I encountered that nvprof showed different read-only cache hit rates on one of my applications. To further investigate what was going on, I wrote a dummy code where I can still notice this behaviour:

__global__ void dc(const float * __restrict__ A, float *C, int numElements)
{
    int i = threadIdx.x;
	
    while (i < numElements)
    {
       C[i] = A[i];
       i += blockDim.x;
    }
	
}
... allocation, data input copy ...

dc<<<1,32>>>(A, C, 64*1024)

... data output copy, verification and deallocation ...

Note that I am launching just one warp in the kernel (single threadblock of 32 threads). Even for such a small code, when I profile with nvprof, I see that the read-only cache rates can highly vary. The hit rates that I could see on repeated runs were : 0, 50%, 75%, 87.5% and 100%.

Secondly, the metric texture cache transactions (tex_cache_transactions) was varying across the runs as well. Can someone please provide an insight into this observation?

Thanks!

Greg · December 11, 2014, 5:17am

On CC 3.5 to CC 5.x GPUs the profiler cannot collect all of the raw counters required for the metrics you listed in a single pass. Moreover, it cannot observe the raw counter from all texture units. Launching a single warp for a test is likely to result in the worst case results as it is likely that on some passes the profiler on observes a texture unit on which no work is allocated. If you perform an optimal launch (1 warp per warp scheduler) and the work is deterministic you will see more consistent results. A better option would be to saturate the GPU by doing many waves of consistent work.

rasputin456 · December 11, 2014, 3:24pm

@Greg : My objective here is to understand the texture cache behaviour. If I use multiple waves, due to the way accesses work in this scenario, I can not really reason about why the I see a a particular texture cache hit rate. e.g. if I increase the number of warps in the above simple application to 512, I see that the hit rate is shown to be 50% (across all runs).
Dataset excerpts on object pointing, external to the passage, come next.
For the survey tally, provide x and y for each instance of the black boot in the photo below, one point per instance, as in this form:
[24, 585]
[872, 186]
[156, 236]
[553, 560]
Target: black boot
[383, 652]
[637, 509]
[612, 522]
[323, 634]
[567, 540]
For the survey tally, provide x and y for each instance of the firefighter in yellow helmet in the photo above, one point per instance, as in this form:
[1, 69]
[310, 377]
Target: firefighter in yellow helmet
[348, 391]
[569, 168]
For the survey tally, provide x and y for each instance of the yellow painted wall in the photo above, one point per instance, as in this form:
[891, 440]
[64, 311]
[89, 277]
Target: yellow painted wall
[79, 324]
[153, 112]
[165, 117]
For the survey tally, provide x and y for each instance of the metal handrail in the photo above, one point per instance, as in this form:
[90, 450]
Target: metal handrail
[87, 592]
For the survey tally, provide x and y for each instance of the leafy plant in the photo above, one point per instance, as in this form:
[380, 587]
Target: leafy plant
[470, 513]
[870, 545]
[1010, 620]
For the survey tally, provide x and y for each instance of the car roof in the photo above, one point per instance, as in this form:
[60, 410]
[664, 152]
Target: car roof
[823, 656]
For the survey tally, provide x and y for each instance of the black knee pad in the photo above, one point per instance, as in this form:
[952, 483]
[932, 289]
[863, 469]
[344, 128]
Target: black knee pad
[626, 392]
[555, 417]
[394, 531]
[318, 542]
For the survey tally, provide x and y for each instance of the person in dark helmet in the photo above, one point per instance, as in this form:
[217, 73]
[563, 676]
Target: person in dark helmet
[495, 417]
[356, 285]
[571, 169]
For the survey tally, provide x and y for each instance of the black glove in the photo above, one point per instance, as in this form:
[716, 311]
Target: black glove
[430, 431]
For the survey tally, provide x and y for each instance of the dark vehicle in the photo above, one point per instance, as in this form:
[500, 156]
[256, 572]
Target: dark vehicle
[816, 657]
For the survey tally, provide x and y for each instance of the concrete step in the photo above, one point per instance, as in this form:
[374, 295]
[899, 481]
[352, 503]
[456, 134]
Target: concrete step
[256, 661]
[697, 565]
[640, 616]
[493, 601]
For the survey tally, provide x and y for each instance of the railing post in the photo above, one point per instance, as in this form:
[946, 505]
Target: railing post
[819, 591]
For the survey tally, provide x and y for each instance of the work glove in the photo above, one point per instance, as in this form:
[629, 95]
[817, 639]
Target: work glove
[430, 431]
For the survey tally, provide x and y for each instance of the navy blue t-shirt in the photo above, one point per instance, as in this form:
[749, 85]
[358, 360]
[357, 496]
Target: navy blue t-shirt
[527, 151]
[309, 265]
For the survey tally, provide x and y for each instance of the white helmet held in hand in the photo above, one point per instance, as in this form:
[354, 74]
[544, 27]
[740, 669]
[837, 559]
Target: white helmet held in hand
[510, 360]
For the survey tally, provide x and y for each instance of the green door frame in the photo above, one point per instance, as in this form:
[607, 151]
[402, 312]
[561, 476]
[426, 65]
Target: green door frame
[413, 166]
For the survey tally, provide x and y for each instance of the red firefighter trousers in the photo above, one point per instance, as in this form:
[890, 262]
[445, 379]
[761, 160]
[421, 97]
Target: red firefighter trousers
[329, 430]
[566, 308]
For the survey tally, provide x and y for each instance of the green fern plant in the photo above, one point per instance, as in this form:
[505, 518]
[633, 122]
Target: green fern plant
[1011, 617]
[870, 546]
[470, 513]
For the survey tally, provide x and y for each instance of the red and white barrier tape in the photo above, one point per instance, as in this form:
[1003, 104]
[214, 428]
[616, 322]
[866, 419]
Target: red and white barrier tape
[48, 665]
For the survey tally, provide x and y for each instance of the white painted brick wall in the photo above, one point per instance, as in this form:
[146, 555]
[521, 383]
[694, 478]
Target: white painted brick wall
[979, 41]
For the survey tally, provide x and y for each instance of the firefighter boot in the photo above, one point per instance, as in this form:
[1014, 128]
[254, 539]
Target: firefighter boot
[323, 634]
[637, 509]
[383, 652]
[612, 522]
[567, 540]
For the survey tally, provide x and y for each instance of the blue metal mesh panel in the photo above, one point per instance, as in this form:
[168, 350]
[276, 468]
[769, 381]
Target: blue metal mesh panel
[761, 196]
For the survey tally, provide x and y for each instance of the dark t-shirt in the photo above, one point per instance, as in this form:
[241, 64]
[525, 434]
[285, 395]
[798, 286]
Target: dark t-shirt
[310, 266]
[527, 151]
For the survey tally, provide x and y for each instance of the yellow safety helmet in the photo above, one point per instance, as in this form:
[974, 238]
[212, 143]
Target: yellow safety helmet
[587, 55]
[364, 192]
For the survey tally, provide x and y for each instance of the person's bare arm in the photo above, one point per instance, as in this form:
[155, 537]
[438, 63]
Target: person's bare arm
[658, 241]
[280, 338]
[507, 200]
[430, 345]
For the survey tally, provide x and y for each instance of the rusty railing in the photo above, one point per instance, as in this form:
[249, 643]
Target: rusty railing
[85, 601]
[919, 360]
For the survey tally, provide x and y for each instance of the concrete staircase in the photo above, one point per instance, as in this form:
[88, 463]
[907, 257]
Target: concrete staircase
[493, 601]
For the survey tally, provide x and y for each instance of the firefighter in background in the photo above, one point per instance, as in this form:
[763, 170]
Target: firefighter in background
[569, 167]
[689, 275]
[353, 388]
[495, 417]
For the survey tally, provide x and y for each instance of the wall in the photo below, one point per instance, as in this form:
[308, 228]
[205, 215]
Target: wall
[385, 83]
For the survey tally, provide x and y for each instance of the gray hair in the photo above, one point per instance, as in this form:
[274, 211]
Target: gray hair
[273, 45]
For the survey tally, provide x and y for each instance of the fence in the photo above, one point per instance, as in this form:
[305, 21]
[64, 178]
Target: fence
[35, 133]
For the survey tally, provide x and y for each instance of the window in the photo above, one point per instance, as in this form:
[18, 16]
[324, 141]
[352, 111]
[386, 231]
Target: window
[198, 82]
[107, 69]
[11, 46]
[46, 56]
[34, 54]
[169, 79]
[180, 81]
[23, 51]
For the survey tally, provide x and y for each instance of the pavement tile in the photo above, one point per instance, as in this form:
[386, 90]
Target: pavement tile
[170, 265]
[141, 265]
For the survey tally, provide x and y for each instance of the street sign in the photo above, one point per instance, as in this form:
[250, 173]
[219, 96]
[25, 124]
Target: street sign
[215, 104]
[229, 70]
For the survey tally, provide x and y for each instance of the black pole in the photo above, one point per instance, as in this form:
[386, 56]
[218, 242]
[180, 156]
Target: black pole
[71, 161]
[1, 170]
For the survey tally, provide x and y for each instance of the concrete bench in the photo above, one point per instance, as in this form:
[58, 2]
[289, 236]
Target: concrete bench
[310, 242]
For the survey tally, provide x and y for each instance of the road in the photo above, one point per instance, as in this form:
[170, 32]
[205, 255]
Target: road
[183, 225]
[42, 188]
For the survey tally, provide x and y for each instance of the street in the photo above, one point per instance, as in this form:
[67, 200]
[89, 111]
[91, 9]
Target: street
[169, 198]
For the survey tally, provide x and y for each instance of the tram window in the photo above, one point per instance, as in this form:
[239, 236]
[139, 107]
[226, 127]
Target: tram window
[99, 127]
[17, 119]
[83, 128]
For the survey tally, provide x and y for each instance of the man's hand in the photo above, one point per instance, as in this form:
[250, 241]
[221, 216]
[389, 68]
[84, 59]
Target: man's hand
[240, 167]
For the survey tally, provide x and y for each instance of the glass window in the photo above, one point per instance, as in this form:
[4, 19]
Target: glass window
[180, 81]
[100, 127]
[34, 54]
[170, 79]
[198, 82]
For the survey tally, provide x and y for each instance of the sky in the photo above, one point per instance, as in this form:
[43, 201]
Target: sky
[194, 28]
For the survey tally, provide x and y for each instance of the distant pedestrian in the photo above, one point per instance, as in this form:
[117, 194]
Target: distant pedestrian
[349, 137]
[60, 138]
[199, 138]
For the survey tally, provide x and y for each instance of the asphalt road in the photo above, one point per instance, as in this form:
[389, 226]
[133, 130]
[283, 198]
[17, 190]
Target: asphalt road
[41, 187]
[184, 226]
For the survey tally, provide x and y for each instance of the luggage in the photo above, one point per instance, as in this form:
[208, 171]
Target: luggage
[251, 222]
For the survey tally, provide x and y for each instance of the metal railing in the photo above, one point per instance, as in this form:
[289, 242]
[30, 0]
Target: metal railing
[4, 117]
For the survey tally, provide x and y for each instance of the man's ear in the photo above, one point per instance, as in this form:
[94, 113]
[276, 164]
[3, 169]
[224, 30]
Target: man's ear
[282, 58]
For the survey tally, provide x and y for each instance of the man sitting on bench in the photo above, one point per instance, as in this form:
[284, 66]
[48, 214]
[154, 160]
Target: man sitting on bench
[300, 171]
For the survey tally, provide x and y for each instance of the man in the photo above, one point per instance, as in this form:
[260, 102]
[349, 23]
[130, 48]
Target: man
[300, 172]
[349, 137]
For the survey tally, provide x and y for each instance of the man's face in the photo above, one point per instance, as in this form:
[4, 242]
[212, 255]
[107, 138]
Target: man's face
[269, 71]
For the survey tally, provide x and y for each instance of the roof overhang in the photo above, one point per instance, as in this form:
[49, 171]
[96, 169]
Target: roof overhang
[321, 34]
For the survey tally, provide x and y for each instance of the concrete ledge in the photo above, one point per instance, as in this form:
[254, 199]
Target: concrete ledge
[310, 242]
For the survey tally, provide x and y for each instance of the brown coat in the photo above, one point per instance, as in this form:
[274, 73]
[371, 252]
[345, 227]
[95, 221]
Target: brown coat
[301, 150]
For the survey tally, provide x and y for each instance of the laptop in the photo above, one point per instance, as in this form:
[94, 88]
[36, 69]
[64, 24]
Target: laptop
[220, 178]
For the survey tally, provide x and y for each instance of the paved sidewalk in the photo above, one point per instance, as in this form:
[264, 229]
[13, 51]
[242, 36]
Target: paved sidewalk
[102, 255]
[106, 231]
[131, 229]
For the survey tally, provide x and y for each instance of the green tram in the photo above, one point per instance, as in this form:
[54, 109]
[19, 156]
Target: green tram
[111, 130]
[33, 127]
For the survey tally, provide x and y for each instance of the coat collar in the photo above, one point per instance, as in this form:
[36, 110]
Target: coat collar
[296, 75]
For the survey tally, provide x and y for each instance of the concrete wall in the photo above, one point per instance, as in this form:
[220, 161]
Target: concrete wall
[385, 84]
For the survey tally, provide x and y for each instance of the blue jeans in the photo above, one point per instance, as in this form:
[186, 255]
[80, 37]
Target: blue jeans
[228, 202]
This is highly unintuitive, since the application is making coalesced memory accesses, and the texture cache block size is 32 bytes, meaning 1 in 8 float accesses is a miss.

Moreover, although I see that not having enough work would lead to sub-optimal profiler performance, what intrigues me is the 100% cache hit rate seen occasionally. IMHO, howsoever less work there may be, the profiler would end up under-estimating the hit rate, not over-estimating it.

Greg · December 12, 2014, 8:29am

Having defined the PM events, written the verification tests, and authored the libraries to collect the PMs I can only say good luck. The texture cache is not intuitive. It was not designed for linear accesses. Variation is due to launching a single warp.